では、これまでの話をもう一度「原生林のたとえ」に戻して考えてみましょう。
なぜ原生林はあんなに柔らかく温かい土があって、多様な生態系を内包しているのに、近所の雑木林の土はカチカチに冷たく固くて、貧困な多様性しか含まれていないのでしょうか。
よく言われている考え方として、人間の手が入った森と原生林が違うのは、人間の手が入った森は木材になりやすいスギなどの針葉樹ばっかり植えていることだという指摘があります。

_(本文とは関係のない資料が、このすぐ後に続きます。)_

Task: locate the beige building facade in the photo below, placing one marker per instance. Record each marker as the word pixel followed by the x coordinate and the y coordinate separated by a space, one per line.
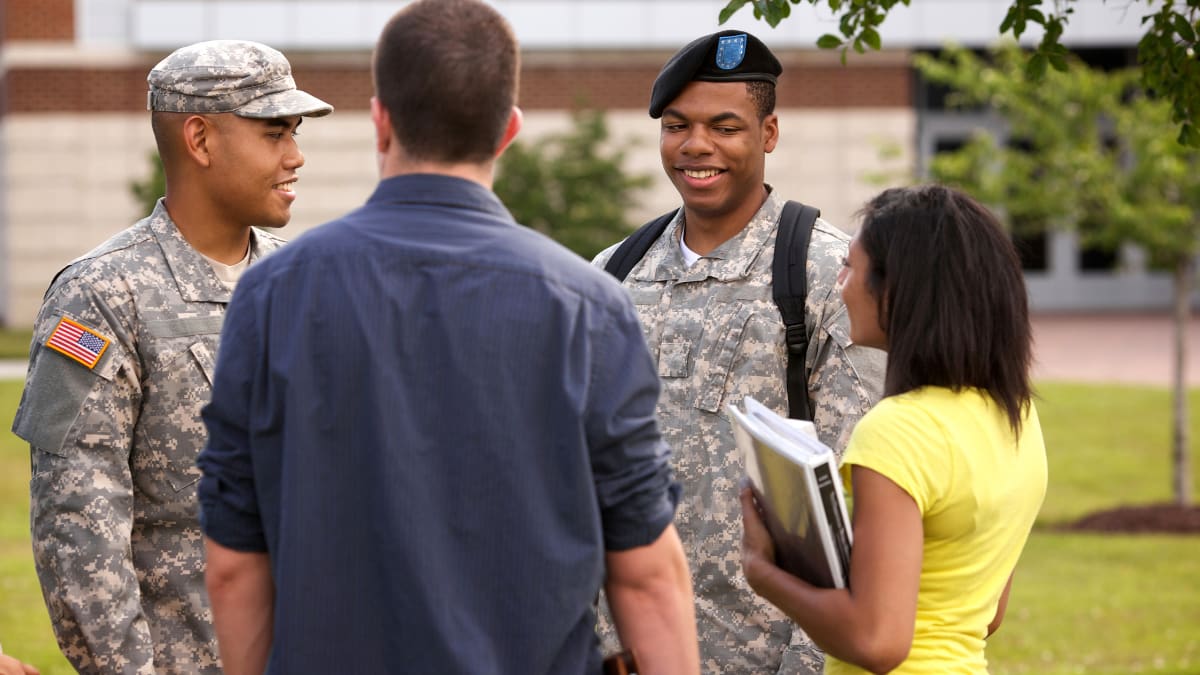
pixel 75 132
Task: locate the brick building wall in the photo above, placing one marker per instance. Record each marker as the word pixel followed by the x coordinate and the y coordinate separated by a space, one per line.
pixel 544 85
pixel 39 19
pixel 75 133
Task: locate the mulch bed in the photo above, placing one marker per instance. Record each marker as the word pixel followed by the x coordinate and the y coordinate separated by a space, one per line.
pixel 1168 518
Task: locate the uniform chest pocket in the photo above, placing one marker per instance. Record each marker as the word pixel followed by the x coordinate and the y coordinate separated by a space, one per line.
pixel 171 432
pixel 715 364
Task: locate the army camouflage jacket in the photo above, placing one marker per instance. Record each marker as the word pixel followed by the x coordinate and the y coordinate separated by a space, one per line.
pixel 717 336
pixel 112 412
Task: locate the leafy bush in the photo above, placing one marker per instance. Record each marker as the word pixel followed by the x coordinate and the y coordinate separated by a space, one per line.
pixel 571 186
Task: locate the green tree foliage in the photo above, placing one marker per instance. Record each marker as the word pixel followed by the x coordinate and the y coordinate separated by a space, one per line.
pixel 571 185
pixel 1087 150
pixel 1168 53
pixel 148 191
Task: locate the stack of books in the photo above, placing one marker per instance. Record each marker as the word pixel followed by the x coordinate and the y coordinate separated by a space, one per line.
pixel 798 491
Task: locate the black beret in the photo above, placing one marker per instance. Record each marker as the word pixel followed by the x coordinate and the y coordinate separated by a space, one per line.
pixel 729 55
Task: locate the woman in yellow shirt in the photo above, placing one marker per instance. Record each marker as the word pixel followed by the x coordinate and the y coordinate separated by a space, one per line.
pixel 948 471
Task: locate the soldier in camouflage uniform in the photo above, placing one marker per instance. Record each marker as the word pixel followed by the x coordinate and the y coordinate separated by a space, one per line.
pixel 121 363
pixel 703 293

そういう「単一種の森」じゃなくて、いろんな種類の「雑木」が植わっていることが大事なんだという考え方ですね。
しかし、私の故郷の神戸には六甲山という山(あの「六甲のおいしい水」で有名な山です)がありまして、そこには、明治時代に燃料にするために木を切りすぎてハゲ山になってしまい、わざわざ植林して作られた若い森があります。
その植林のときに、スギやヒノキといった「木材として利用しやすい木」だけではなくて、種々の雑木を植えることによって単一植生の森よりも砂防効果を高めたというのが、当時としては非常に先進的な事例だったらしいのですが、しかしその六甲山(子供のころ、よく父につれられて登りましたが)に
は、芦生の原生林のような「柔らかい土」はあまりなかったように記憶しています。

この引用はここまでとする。